BOOM! The crack of the rifle was close. It had to be one of our hunters! My heart began to race, and I stopped still in my tracks. It was time to listen and see what would happen.
BOOM! The second shot was a good sign. I knew it had to be us and a voice on the radio confirmed part of my hopes, “Hi guys, this is Frank. I took a shot at a cow but not sure I hit it.”
In circumstances like this, it’s important that a hunter doesn’t lose his cool. He has to sit still and wait a few minutes. Every muscle in his body is screaming for him to run to the spot he shot at but that could force a wounded animal further into the woods and extend the process of it passing. There’s even been cases when a moose or deer will enter water and manage to seal their wound and survive.
After a few minutes, Doug and I decided to continue to quietly push towards the line and Frank stayed in place. It didn’t take long before the radio call came in. “Confirmed cow down.” We had harvested the adult moose we were after!
We continued to finish the hunt. A cow will travel with a calf this time of year and we wanted to make sure we didn’t leave one behind.
The moose was two or three years old and she didn’t have a calf (we confirmed this by checking her tracks and checking for signs of milking). She was 600 or 700 pounds which isn’t a large cow but we know that she’ll be very good eating.

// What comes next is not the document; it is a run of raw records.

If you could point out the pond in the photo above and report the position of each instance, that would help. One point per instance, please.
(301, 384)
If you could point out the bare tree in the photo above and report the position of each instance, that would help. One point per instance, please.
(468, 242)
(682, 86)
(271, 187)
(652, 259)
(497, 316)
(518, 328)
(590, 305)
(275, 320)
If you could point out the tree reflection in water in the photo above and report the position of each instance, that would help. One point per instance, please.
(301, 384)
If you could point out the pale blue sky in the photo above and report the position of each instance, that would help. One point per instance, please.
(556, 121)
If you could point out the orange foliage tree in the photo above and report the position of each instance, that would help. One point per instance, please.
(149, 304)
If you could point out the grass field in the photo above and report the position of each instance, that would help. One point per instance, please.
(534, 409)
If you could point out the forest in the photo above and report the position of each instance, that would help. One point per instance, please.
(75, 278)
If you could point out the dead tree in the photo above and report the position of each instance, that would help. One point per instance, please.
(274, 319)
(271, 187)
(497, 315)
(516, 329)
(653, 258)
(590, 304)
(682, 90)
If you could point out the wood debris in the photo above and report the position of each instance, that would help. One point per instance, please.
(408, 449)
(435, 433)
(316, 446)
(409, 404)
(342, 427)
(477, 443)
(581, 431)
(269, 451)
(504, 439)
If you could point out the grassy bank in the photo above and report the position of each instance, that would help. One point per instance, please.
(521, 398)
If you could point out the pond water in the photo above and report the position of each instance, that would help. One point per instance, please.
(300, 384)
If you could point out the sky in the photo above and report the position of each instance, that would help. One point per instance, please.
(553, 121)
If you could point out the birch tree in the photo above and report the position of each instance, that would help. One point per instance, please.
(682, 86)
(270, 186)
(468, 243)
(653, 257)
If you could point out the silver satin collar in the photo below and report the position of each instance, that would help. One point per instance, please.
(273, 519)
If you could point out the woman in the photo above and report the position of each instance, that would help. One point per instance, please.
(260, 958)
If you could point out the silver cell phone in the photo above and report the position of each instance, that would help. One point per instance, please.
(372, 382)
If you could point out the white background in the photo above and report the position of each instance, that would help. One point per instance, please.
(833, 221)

Frank had hit her with his first shot. She died quickly and in the spot he shot her; he lost sight of her when she laid down. The tracks I had seen were hers – I followed them from the start of the hunt right to where she found her final rest. I quietly placed a few twigs in her mouth (a gesture of respect and a final offering; a Native American tradition that I read about from Hank Shaw).
The animal was cleaned in the woods (we took the heart and tongue back to camp along with the rest of the meat), and we took the moose back to camp. The rest of the day was spent finishing the cleaning (removing the fur being a big part of that) and hanging her to let the meat set.
We also put some time to celebrate our fortune. It wasn’t a crazy party but there was a great feeling of relief in the knowledge that our families would have moose for the winter.